Online retailers are being urged to tighten security policies over the Christmas rush to prevent shoppers losing faith in purchasing over the internet, security experts warned today.
NTA Monitor noted that online retailers will have their busiest Christmas season yet, as site visits increase by eight percent compared to Christmas last year.
However, the Association for Payment Clearing Services warned that card-not-present fraud is on the increase since the introduction of chip and Pin.
Roy Hills, technical director at NTA Monitor, urged online retailers to tighten their security policies to prevent this type of crime escalating.
"It is just a question of companies taking some easy precautions and having a clear security policy which is adhered to, but many online retailers are still leaving themselves and their customers exposed," he said.
"Unfortunately, many websites do not carry out adequate security checks. I have lost count of the number of websites that do not bother to send a notification to my billing address if I get an order delivered elsewhere."
More online retailers are taking precautions against hackers sniffing credit card details in transit, but a substantial number do not adequately protect against the use of cloned or stolen cards, according to Hills.
NTA advises retailers to ensure that they ask for the billing address as part of the online transaction, as requesting only a delivery address may enable fraudsters to place an order without confirming the card's registered address.
Web retailers should also ensure that they deliver goods to the card billing address. This makes it less likely that someone can use stolen details to purchase goods at a website.
Online retailers that need to offer the service of sending the goods to an alternative address should always send an order acknowledgement to the billing address to make sure that the card owner is aware of the purchase.
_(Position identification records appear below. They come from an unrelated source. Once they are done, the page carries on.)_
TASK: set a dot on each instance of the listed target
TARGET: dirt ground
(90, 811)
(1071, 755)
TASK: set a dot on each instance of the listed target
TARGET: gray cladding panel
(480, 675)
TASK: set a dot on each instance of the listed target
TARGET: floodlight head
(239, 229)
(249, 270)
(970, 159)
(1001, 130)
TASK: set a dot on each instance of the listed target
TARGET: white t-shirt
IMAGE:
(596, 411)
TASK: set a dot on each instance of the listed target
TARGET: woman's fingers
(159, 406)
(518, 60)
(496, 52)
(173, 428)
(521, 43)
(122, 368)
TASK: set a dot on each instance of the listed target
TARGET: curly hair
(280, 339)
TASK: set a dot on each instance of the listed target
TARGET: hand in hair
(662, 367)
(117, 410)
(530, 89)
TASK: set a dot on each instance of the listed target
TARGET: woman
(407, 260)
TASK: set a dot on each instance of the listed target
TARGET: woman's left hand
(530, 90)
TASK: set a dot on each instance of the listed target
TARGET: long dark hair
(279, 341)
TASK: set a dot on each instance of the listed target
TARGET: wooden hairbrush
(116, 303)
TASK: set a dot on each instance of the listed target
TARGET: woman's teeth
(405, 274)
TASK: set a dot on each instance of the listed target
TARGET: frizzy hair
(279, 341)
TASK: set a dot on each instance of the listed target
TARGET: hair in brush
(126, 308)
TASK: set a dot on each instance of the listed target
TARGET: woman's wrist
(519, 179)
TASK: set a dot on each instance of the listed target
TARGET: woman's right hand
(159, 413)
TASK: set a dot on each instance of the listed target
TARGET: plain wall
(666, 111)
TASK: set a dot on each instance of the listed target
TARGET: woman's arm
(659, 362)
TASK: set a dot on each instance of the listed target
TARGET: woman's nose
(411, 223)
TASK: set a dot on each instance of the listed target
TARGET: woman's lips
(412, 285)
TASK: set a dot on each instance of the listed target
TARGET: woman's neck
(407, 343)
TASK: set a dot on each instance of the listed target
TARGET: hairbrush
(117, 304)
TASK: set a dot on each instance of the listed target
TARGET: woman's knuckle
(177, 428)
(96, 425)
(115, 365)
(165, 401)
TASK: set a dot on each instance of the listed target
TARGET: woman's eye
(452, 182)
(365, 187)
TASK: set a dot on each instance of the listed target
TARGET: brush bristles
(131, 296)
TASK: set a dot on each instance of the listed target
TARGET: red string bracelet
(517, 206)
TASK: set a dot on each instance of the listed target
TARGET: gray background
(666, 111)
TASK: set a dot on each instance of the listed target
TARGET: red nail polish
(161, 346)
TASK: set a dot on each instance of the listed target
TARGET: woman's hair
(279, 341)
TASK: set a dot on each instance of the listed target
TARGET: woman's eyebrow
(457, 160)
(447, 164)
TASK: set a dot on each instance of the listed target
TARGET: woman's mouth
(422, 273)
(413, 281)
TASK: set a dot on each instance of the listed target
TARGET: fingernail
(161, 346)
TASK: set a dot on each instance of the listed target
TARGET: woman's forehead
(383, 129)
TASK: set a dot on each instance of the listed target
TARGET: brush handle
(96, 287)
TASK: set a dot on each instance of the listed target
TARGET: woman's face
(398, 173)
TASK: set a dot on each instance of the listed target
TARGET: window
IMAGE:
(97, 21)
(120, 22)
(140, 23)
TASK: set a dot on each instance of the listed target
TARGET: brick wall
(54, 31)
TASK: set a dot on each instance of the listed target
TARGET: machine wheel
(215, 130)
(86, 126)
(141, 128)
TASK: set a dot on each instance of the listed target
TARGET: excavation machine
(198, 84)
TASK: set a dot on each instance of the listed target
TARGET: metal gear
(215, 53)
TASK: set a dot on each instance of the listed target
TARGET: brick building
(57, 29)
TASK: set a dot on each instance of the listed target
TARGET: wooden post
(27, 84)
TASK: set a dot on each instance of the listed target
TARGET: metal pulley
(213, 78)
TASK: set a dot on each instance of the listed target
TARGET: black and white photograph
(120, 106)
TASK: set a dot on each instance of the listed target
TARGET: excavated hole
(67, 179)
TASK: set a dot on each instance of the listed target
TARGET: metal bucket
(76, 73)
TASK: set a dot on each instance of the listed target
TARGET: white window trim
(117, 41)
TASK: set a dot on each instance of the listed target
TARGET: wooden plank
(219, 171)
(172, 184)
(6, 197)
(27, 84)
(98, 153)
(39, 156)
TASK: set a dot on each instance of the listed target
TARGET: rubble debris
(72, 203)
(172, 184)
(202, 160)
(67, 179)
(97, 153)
An additional security precaution should be to ask for the last three digits on the reverse of the card, known as the Card Security Code.
Hills advises Web shoppers to look for websites that show a browser padlock symbol to indicate a 'secure session'.
Shoppers should not use a website that does not provide a landline telephone number or full address, and should destroy all receipts and statements before disposal.
It is also good practice to check bank statements carefully each month to look for unusual transactions.